Иона сделал вид, что не слышал. Хозяйка, помедлив, протопала к печке. Она и на второе принесла что-то свиное.
Мы ели с аппетитом. Но под конец, уже насытившись, Иона поддел еще кругленький кусочек и вдруг вперился в него.
— Хм… — поморщился он. — Это, пожалуй, вчерашний неудачник… Видишь, от покойного молочника этот пятачок…
Одновременно нас затошнило, одновременно мы выбежали и на двор.
Как раз в это время и появился Луканов. Увидев, в чем дело, он раскатился в смехе.
— А-а, вкусили прелести! Довольны? У смышлеников, видите, ничего не пропадает…
— Ты еще тут. Говори — куда ходил? Работы же до черта.
— К лекарю…
Но Луканов схитрил. У лекаря ему вовсе нечего было делать, потому что он наперед знал, что тот скажет: вам, мол, нужен покой, не утруждайте себя работой, получше питайтесь, не курите. Вечером, укладываясь спать, Луканов гукнул мне, что ходил в бывшую господскую усадьбу, про которую вчера говорил работник, будто там голытьба какую-то коммуну заварила.
— В коммуну? — удивился я. — А какая она?
— Ну, какая? Начали-то недавно. Что сразу, за малый уповод, увидишь? Но ты, того, — предупредил он меня, — Ионе ни гугу!
Я сказал, что буду молчать, но попросил Луканова больше не ходить, а то как бы Иона не рассердился и не прогнал его.
— Не прогонит. Слыхал: работы до черта? Это, брат, любого хозяйчика хоть с сатаной заставит уживаться…
«С сатаной»? Ну и дядя Федор! Молчал-молчал и, поди ты, как заговорил! Что дальше будет?
Я лег рядышком с ним. Когда он прокашлялся, я спросил, что все-таки гнало его в господский дом, и где этот дом, и что за голытьба там собиралась, он, хватаясь за грудь, захрипел:
— Спи-ко, много будешь знать, скоро состаришься.
— Да ну, скажи, дядя Федор, — заканючил я.
— Спи, говорю! Что я тебе скажу? Вот еще загляну, с главным, можно, встречусь, тогда… Не все сразу. Вот!
Домой
На масленицу мы отправились домой, в родное Юрово. Иона объявил об уходе за неделю. Поднажмем, сказал, — и к своим очагам! И всю неделю я был таким взбудораженным, что Луканов уж оговаривал меня. «Взвинтился, дергаешься, как недорезанный».
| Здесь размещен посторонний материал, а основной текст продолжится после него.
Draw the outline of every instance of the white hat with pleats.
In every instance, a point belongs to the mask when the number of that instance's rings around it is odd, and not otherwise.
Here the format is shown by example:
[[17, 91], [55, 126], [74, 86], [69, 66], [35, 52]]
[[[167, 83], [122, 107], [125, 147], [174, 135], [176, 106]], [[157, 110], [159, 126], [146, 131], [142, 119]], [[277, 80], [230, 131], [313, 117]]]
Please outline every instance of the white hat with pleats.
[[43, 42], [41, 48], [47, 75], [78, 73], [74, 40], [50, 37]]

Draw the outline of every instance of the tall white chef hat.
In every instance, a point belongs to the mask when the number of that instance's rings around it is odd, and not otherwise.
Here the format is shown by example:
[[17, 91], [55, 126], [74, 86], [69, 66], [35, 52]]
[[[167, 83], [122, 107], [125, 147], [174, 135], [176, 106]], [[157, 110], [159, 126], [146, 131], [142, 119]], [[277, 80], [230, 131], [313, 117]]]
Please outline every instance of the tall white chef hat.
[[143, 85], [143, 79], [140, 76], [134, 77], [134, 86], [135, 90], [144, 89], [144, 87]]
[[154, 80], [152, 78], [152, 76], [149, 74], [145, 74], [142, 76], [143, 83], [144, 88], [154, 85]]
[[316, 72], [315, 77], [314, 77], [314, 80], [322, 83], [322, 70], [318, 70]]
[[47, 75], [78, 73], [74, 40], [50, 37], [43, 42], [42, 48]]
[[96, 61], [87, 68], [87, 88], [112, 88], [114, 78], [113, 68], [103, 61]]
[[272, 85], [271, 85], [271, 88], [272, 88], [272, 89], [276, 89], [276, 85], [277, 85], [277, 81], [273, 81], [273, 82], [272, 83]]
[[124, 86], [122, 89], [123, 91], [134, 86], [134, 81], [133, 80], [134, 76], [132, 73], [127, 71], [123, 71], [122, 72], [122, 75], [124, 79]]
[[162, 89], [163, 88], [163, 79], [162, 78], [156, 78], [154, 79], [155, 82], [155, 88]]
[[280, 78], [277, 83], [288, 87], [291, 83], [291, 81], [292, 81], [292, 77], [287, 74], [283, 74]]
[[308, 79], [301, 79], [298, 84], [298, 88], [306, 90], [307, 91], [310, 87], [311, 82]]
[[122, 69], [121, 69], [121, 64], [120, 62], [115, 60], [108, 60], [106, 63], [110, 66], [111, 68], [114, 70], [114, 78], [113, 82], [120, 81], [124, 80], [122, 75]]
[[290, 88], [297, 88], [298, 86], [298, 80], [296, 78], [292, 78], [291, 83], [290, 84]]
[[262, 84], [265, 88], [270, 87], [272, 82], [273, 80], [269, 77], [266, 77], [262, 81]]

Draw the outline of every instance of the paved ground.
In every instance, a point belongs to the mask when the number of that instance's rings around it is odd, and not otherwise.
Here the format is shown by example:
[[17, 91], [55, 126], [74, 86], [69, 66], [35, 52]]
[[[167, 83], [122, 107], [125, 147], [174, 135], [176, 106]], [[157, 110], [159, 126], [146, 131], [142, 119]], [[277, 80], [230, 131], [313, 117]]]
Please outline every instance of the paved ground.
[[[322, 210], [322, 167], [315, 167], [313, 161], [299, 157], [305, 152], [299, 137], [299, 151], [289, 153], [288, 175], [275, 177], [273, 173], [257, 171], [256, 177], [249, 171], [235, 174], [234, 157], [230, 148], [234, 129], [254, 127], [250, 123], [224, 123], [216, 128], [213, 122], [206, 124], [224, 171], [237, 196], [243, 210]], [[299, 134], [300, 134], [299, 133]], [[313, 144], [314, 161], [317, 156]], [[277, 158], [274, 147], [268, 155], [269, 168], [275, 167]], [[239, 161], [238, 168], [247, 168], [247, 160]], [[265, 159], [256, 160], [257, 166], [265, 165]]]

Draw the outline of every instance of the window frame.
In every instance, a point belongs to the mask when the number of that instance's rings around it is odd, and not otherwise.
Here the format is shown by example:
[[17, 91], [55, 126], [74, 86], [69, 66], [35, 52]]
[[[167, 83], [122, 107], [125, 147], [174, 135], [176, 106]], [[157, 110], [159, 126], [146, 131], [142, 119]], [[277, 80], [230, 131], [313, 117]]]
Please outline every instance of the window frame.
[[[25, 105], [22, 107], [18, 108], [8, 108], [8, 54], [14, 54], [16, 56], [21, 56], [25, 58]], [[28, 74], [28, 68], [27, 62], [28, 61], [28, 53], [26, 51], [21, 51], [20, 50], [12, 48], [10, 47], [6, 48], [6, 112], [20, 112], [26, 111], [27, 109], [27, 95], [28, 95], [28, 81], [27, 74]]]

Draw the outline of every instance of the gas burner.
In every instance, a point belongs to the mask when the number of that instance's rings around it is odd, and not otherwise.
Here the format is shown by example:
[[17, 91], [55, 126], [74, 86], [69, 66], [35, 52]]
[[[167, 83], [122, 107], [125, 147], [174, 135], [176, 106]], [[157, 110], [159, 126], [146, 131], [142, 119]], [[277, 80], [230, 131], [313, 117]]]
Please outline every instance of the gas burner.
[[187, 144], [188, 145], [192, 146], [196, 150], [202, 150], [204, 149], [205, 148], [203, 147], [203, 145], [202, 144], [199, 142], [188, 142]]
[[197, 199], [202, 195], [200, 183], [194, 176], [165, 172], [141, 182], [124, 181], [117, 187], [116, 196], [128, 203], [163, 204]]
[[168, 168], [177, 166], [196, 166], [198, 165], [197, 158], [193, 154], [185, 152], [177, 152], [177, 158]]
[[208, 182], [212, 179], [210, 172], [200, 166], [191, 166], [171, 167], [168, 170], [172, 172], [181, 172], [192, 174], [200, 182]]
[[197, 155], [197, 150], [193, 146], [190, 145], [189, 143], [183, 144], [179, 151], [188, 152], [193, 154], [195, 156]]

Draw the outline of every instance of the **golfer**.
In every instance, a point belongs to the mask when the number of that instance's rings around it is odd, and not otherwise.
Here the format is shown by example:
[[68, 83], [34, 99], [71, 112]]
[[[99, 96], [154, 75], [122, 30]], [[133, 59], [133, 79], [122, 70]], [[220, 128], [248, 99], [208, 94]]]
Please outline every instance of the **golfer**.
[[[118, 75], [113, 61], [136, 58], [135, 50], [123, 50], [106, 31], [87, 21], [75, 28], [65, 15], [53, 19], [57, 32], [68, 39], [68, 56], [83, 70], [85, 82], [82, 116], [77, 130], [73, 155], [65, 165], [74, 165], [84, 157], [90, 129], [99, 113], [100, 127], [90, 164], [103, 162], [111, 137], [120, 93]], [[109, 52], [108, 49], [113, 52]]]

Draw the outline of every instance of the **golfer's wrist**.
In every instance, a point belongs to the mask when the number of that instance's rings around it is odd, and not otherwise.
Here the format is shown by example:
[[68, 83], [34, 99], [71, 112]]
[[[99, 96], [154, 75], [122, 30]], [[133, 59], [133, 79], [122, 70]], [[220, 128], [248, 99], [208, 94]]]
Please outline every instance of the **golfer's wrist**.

А как же иначе? Ведь столько времени были в такой дали, все одни, без своих, юровских! Что бы я ни делал в эту неделю, в глазах стояли деревня, отец, мать, «младенцы» и, конечно же, Капа-Ляпа. Все небось заждались меня, а Ляпа особенно.
Заботило: в каком виде предстать перед ней? В неушитой до сих пор шубенке и холщовых штанах? Нехорошо. Теперь я не какой-то неумеха, а швец. Пусть неполный, пока еще только ученик, а все-таки…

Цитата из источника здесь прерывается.